De façon récurrente, le retour de Paul VI est annoncé, qui va restaurer l’ordre dans l’Église catholique, remettre en honneur la liturgie, dénoncer l’hérésie et chasser les hérétiques, etc. Cela est possible, et même certain, parce que Paul VI n’est pas mort : un ignominieux complot l’a remplacé par un sosie tenant son rôle pendant quelques années, lequel sosie est mort et a été inhumé en août 1978 en lieu et place de Jean-Baptiste Montini.
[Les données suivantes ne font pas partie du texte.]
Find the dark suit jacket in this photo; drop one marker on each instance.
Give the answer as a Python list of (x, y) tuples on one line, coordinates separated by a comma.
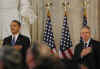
[(21, 40), (92, 60)]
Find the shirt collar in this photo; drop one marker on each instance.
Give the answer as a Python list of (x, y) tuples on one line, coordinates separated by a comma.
[(16, 36)]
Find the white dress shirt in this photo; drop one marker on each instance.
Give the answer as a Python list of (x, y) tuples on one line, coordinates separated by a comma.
[(16, 36)]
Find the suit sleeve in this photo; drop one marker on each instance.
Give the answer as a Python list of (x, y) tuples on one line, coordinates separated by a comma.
[(4, 42)]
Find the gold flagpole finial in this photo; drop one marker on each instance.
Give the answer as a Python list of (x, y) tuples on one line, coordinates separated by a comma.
[(66, 6), (48, 5)]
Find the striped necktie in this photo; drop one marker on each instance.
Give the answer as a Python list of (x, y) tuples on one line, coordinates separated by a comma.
[(13, 41)]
Telle est la solution et l’explication de la crise mystérieuse qui s’est abattue sur l’Église catholique depuis quelques décennies.
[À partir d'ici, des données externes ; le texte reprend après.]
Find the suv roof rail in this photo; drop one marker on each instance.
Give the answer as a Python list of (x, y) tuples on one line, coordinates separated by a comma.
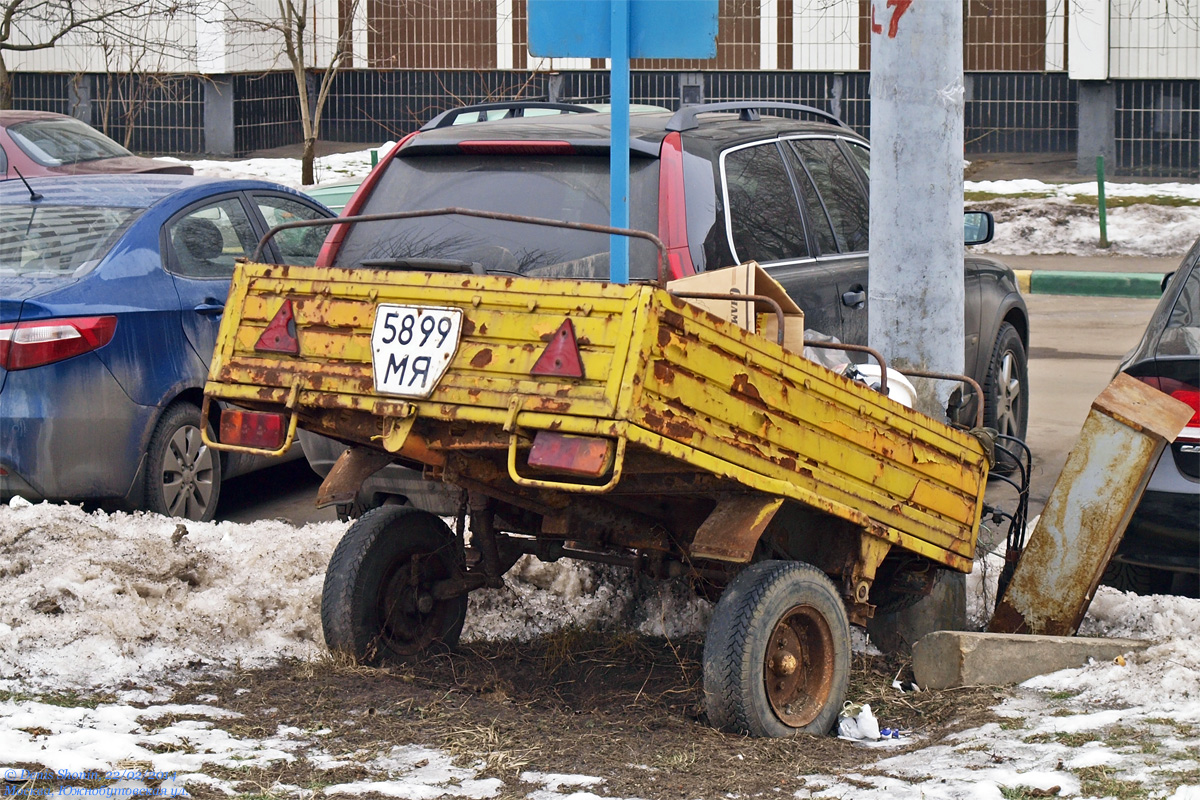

Depuis quarante ans nous avons les oreilles rebattues par cette annonce merveilleuse qui ne s’accomplit jamais (mais ce n’est que partie remise, pour des raisons de haute mystique), par cette clef secrète de l’histoire contemporaine fondée sur des preuves péremptoires qui prouveront plus tard : Vous verrez bien… ! La première fois, cela amuse… mais au bout de la vingtième voire trentième fois, il faut bien avouer qu’on se trouve en présence d’une étrange maladie.

Il convient de se pencher un instant sur elle, parce que le plus souvent elle s’empare de gens de bonne volonté et de réelle piété : elle n’en est pas moins néfaste, surtout si l’on se fonde sur elle pour assurer la persévérance dans la vie chrétienne voire l’intégrité de la foi catholique.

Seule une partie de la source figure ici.